Each tool name must match a registered LangChain tool.
### `personality` (optional)
Customizes agent behavior:
- `tone` -- `friendly`, `formal`, `empathetic`, `technical`
- `greeting` -- Opening message injected at session start.
- `escalation_message` -- Message sent when the agent escalates.
## Built-in Templates
Use `TEMPLATE_NAME` environment variable to load a pre-built agent configuration:
| Template | Description |
|----------|-------------|
| `ecommerce` | Orders, refunds, shipping, product questions |
| `saas` | Account management, billing, technical support |
| `generic` | General-purpose FAQ and escalation |
Example:
```bash
TEMPLATE_NAME=ecommerce uvicorn app.main:app
```
## Adding New Agents
1. Add agent definition to `agents.yaml`.

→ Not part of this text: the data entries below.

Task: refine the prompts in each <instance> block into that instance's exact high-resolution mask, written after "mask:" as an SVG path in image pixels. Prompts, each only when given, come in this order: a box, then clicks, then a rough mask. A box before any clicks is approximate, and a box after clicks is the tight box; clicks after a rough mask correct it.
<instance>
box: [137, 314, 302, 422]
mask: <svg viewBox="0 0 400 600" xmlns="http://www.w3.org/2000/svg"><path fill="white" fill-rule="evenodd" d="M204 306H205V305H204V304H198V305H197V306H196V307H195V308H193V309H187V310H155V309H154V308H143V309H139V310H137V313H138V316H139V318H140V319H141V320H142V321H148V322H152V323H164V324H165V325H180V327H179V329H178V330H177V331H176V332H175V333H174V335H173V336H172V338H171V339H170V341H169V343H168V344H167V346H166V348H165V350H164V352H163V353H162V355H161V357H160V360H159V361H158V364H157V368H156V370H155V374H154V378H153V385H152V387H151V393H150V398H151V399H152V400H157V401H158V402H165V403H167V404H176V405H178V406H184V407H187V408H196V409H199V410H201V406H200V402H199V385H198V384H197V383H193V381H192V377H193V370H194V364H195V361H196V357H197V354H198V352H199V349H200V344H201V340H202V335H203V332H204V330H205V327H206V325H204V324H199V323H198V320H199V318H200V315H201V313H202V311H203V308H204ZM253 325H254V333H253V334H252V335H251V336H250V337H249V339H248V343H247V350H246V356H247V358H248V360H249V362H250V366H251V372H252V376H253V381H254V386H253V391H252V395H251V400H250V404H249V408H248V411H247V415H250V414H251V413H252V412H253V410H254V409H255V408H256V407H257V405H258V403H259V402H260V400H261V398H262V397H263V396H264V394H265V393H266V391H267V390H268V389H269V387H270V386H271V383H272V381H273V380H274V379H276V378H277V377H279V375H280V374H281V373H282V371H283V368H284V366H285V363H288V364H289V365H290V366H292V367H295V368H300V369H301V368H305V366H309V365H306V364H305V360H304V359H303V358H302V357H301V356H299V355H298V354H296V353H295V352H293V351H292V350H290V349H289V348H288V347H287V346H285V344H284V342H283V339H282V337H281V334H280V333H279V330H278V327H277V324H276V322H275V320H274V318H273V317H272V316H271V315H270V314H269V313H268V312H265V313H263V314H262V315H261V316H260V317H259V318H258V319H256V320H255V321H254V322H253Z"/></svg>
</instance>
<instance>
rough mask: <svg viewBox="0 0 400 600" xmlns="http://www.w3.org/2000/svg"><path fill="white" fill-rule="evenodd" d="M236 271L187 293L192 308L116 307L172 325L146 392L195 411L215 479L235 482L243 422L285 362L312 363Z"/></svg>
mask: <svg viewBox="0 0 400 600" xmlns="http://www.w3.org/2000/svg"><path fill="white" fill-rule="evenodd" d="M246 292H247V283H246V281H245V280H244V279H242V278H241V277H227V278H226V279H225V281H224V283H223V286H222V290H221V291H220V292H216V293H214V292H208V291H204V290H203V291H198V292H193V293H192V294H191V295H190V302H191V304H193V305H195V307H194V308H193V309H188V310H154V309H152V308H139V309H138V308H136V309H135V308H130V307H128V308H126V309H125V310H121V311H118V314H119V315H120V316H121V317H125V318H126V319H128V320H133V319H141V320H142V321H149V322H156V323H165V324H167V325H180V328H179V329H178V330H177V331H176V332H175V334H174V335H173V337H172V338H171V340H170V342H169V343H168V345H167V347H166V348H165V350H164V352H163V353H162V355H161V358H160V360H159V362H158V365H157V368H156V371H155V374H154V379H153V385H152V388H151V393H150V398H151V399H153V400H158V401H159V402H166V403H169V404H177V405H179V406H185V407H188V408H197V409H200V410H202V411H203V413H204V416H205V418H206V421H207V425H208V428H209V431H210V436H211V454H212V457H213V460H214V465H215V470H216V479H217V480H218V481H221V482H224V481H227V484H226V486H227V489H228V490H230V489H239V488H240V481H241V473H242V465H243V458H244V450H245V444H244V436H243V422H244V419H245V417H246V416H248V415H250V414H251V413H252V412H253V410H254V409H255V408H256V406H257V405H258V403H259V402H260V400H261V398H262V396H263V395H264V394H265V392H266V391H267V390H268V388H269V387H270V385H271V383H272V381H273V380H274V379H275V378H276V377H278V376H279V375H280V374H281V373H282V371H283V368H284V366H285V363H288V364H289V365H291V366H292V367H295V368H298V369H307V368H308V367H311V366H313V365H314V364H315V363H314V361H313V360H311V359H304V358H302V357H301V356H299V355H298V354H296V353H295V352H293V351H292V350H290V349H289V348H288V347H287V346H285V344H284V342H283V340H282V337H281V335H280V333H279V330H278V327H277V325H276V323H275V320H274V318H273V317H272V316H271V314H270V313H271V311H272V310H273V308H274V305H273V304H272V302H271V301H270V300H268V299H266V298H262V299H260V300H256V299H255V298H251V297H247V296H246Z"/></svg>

2. Register any new tools in `backend/app/agents/`.
3. Restart the backend.
The supervisor will automatically route to the new agent when the user's intent
matches the agent's description.
## Agent Routing Logic
1. User sends a message.
2. The LLM supervisor classifies the intent against all agent descriptions.
3. If unambiguous, the matching agent is invoked directly.
4. If ambiguous (multiple plausible agents), the system asks a clarification question.
5. If multi-intent, agents are invoked sequentially.
## Escalation
Any agent can trigger escalation by calling the `escalate` tool. This:
1. Sends a webhook notification (if `WEBHOOK_URL` is configured).
2. Marks the conversation with `resolution_type = escalated`.
3. Sends the agent's `escalation_message` to the user.